CDS Thesis Seminar: Transport and Separatrices in Aperiodic Flows

Philip Du Toit

The method of using Finite Time Liapunov Exponents (FTLE) to extract Lagrangian Coherent Structures (LCS) in aperiodic flows as originally developed by Haller, is applied to geophysical flows, and flows in the phase space of second order dynamical systems.   In this approach, the LCS are identified as surfaces of greatest separation that parse the flow into regions with different dynamical behavior.  In this way, the LCS reveal the underlying skeleton of turbulence.  The time-dependence of the LCS provides insight into the mechanisms by which fluid is transported from one region to another.  Of especial interest in this study, is the utility with which the FTLE-LCS method can be used to reveal homoclinic and horseshoe dynamics in aperiodic flows.    

The FTLE-LCS method is applied to turbulent flow in hurricanes and reveals LCS that delineate sharp boundaries to a storm.  Moreover,  intersections of the LCS define lobes that mediate transport into and out of a storm through the action of homoclinic lobe dynamics.  Using FTLE-LCS, the same homoclinic structures are seen to be a dominant transport mechanism in the Global Ocean, and provide insights into the role of mesoscale eddies in enhancing lateral mixing.

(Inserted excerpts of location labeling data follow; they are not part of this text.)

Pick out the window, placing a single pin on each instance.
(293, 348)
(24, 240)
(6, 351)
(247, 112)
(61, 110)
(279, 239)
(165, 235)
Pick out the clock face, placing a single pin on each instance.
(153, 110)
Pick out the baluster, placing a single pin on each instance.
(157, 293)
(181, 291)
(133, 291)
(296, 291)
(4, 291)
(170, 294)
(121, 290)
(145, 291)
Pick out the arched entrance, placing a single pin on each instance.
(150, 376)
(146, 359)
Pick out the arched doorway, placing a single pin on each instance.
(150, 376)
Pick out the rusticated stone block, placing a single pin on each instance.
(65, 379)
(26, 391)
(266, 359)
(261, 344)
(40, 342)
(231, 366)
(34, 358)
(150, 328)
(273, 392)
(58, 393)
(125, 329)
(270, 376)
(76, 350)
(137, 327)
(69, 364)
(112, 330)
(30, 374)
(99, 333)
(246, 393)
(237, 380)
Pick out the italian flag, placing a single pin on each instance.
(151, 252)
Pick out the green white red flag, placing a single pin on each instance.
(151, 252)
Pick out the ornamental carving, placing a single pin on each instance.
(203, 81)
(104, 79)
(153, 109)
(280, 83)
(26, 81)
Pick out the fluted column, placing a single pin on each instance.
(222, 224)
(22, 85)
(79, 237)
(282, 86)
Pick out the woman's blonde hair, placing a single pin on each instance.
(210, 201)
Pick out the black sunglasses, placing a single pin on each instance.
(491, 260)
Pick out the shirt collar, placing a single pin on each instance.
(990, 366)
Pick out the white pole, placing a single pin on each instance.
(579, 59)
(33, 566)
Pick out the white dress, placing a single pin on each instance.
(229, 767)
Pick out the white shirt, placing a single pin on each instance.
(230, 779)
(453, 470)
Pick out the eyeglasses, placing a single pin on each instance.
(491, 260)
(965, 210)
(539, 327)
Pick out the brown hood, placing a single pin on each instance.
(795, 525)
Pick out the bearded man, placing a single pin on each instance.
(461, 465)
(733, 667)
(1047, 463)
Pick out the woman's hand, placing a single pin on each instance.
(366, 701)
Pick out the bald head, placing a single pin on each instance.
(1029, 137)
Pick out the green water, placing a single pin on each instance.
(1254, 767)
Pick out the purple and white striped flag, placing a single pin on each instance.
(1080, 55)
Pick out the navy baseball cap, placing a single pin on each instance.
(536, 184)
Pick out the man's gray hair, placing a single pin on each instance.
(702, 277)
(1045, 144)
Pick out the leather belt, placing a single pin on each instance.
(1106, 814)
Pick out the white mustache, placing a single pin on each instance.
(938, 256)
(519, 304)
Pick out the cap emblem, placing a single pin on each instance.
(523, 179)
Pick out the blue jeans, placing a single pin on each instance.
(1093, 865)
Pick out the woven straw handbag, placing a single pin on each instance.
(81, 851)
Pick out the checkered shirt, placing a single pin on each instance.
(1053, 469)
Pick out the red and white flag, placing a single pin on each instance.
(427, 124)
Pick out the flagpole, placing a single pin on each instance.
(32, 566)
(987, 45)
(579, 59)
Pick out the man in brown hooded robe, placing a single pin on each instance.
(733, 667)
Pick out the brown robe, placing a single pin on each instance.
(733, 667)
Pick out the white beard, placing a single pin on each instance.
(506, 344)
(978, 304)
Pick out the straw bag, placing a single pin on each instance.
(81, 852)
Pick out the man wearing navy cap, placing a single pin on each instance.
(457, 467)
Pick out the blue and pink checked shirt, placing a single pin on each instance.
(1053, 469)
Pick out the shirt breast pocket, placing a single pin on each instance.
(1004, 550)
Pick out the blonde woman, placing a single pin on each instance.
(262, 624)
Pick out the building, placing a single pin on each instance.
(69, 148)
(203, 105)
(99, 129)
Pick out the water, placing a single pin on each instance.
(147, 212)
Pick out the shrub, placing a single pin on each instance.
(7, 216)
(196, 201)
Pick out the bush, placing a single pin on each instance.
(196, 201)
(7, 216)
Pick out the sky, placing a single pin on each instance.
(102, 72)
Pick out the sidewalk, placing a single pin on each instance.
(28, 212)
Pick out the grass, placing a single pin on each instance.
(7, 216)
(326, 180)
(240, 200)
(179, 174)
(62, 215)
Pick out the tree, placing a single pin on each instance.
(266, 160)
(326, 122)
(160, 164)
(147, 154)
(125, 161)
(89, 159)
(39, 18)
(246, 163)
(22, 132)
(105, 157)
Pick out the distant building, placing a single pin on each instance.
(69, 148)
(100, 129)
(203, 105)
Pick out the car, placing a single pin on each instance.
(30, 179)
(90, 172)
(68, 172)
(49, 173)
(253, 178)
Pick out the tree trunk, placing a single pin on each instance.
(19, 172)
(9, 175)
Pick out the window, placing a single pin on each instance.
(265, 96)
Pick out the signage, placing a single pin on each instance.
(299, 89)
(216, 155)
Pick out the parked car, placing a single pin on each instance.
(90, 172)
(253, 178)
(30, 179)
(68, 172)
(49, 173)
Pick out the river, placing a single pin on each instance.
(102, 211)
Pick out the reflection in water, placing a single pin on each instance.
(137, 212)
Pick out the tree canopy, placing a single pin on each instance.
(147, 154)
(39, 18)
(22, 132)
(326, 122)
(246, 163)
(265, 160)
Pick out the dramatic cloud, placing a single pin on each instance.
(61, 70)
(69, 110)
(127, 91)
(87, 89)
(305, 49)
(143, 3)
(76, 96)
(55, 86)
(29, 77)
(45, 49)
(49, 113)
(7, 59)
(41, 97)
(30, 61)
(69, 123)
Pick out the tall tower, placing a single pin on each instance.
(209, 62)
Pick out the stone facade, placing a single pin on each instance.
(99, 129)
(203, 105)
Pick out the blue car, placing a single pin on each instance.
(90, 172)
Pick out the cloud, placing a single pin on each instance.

Beyond geophysical flows, we also study transport in the phase space of a coupled oscillator model for biomolecules.  Before we can analyze transport in this model, we first introduce an appropriate model reduction that captures the relevant statistics of the full system.  In the reduced model, we see that transport is again mediated by the process of horseshoe dynamics in a perturbed homoclinic tangle.

We also consider some theoretical aspects of FTLE-LCS, including the relationship between LCS and stable/unstable manifolds, the invariance of LCS, and the possibility of an evolution equation describing the motion of the LCS.  A parallelized software for computing FTLE is also introduced.